Need To Better Administer the Juvenile Justice and Delinquency Prevention Act's Maintenance-of-Effort Requirement
GGD-78-85: Published: Oct 3, 1978. Publicly Released: Oct 3, 1978.
- Full Report:
The Department of Justice's Law Enforcement Assistance Administration (LEAA) is authorized to finance nationwide efforts to improve juvenile justice and prevent juvenile delinquency. The Juvenile Justice and Delinquency Prevention Act of 1974 requires that a minimum level of assistance for juvenile delinquency programs be maintained from appropriations made under the Omnibus Crime Control and Safe Streets Act. This is to assure that appropriations under that act supplement rather than replace funds previously spent for juvenile delinquency programs.
LEAA has failed to assign specific responsibilities for administering the maintenance-of-effort requirement which has resulted in a disorganized approach to implementing the requirement. Written procedures describing how juvenile effort should be determined, monitored, and reported were lacking, and compliance reports did not show the amount of funds actually expended. Data were not generally available to support amounts representing the juvenile component of projects which also served adults, and juvenile justice and delinquency prevention efforts under the Crime Control Act were overstated in some cases because of the lack of controls to assure that projects or portions of projects classified as being for juveniles were actually juvenile-related. LEAA also has not been consistent in the way it has determined compliance with the maintenance-of-effort requirement.

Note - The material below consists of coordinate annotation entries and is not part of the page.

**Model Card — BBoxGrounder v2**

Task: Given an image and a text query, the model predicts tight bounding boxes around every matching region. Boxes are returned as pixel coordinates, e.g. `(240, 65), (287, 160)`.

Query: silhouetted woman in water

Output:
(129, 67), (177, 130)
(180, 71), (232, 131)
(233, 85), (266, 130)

Recommendation for Executive Action
Comments: Please call 202/512-6100 for additional information.
Recommendation: The Attorney General should direct the Administrator of LEAA to: assign responsibility for administering the maintenance-of-effort requirement to the Office of Juvenile Justice and the Delinquency Prevention; develop procedures and controls for documenting the status of maintenance-of-effort compliance at the allocation, award, and expenditure states; develop guidelines on acceptable methods of prorating the cost of projects that are only partially juvenile-related; and help State planning agencies develop procedures for determining during periodic audits whether projects claimed as being juvenile-related actually were.